The opening tracks “Solar Core Tet (Parable 99)” and “A Wrinkle in Time Units Concentric Circles Reeling” conjure wide-open house and open-air journey with their lush string preparations and sporadic horn blasts. The pulsing rhythm and vibraphone loop of “Galaxy 1000,” essentially the most pop-centered track on the LP, feels labyrinthine. However “Parable 3000 (We All Come From Someplace Else)” and “Autumn Pleiades” is perhaps the album’s two-sided centerpiece: Massive drums, undulating bass and searing trumpets lock into hypnotic grooves that sign moments of arrival.

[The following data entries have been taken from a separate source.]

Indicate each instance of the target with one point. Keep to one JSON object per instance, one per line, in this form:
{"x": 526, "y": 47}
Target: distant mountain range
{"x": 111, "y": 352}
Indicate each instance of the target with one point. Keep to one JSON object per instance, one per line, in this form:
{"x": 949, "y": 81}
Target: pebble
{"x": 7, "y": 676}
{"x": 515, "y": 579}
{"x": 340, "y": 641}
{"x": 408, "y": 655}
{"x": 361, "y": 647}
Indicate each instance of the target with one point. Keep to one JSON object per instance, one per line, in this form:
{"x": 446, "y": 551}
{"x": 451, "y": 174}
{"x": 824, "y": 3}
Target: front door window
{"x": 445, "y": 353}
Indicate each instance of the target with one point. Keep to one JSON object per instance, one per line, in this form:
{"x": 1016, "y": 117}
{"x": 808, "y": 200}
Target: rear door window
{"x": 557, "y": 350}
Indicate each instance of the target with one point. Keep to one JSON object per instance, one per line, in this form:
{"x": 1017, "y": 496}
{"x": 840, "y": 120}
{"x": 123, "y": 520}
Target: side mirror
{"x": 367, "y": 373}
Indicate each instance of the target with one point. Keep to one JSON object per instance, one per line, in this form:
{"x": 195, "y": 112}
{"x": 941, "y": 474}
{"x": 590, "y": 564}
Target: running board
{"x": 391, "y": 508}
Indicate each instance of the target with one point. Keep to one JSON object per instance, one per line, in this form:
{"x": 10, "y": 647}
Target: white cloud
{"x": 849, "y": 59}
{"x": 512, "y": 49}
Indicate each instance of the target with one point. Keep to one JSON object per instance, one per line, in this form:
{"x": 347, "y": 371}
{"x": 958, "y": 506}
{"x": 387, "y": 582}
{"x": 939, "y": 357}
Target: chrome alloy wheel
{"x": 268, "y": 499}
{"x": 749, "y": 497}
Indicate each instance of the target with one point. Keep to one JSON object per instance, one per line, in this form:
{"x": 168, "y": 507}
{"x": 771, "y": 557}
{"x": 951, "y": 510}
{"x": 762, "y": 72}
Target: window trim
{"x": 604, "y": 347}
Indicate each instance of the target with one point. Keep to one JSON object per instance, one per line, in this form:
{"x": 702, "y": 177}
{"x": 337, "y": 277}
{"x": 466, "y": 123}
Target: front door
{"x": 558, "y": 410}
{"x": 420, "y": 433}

Mr. Mazurek recorded “Dimensional Stardust” over a handful of studio dates between August 2019 and March 2020 (earlier than the pandemic took maintain). He tracked everybody’s work individually and stitched it collectively by means of meticulous edits and overdubs. Nonetheless, the completed album feels communal, prefer it was recorded in a single room underneath Mr. Mazurek’s course.

“There was by no means a degree the place Rob made us really feel like our concepts weren’t welcomed,” mentioned Scott McNiece, who helped produce the album and is likely one of the house owners of the label that can launch it, Worldwide Anthem. “He orchestrates an environment the place everybody can deliver their finest selves.”

The guitarist Mr. Parker, who first began enjoying improvised music with Mr. Mazurek within the early Nineteen Nineties, has seen him evolve from a musician who performed conventional jazz to a benevolent bandleader whose music can’t be labeled by one style.

“He’s extra like a vessel for sound,” Mr. Parker mentioned. “That’s a extremely easy means to take a look at your self as a musician, but when you can begin from there, the probabilities are infinite. Rob embraces that head-on. He’s a broad, wide-open musician who’s distinctive in at the moment’s panorama and fairly distinctive total.”

If “Dimensional Stardust” is partly about discovering unknown worlds past what is understood right here on Earth, it additionally tries to make sense of human complexity at house. “All of us come from stardust, dimensional stardust, we’re all the identical,” Mr. Mazurek mentioned with a smile. “There’s minute variations between us all.

“However there’s just one Solar Ra,” he continued, returning to his idol. “At first, there was Solar Ra. And ultimately of no ends, there’s nonetheless Solar Ra.”